La posizione assunta da Twitter sul fenomeno deepfake

La policy di Twitter per il problema deepfake

La piattaforma social condivide una bozza della policy attraverso la quale cercherà di gestire al meglio i problemi legati al fenomeno deepfake.
La piattaforma social condivide una bozza della policy attraverso la quale cercherà di gestire al meglio i problemi legati al fenomeno deepfake.

Anche Twitter prende posizione sul fenomeno deepfake e lo fa condividendo oggi una prima bozza della policy che sarà pubblicata nella sua forma definitiva entro fine mese. In sintesi, la piattaforma non ha intenzione di mettere del tutto al bando i contenuti di questo tipo, ma li vuole affiancare da un'etichetta che ne rende nota in modo esplicito la natura alterata.
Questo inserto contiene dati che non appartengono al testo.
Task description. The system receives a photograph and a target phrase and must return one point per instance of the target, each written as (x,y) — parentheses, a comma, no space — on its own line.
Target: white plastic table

Twitter: una bozza della policy sui deepfake

Stiamo parlando di immagini, audio e soprattutto video creati da algoritmi di intelligenza artificiale in grado di emulare le fattezze, i movimenti, le espressioni facciali e persino la voce di chiunque. Twitter utilizza due termini per indicarli: sintetici e manipolati. Riportiamo di seguito un elenco puntato con le misure che il social network intende implementare per gestire il problema.

  • posizionare una notifica al fianco dei tweet che avvisa della loro natura sintetica o manipolata;
  • avvisare le persone prima che condividano o attribuiscano un like a tweet con contenuti sintetici o manipolati;
  • aggiungere un link, ad esempio verso un articolo su Twitter Moment, così che le persone possano saperne di più a proposito del perché diverse fonti pensano che il contenuto sia sintetico o manipolato.

Tutto questo riservandosi in ogni caso il diritto di eliminare il post nel caso in cui il deepfake possa costituire un pericolo per la sicurezza o la salute di qualcuno. La piattaforma si dichiara comunque aperta alla ricezione di feedback e consigli sul da farsi, condivisibili attraverso l'hashtag #TwitterPolicyFeedback. Online anche un sondaggio utile per capire come la pensa la community su un argomento tanto delicato.

In conclusione, rimane da capire quale sia la tecnologia messa a punto dal social network per identificare un deepfake ed etichettarlo come tale prima della sua condivisione.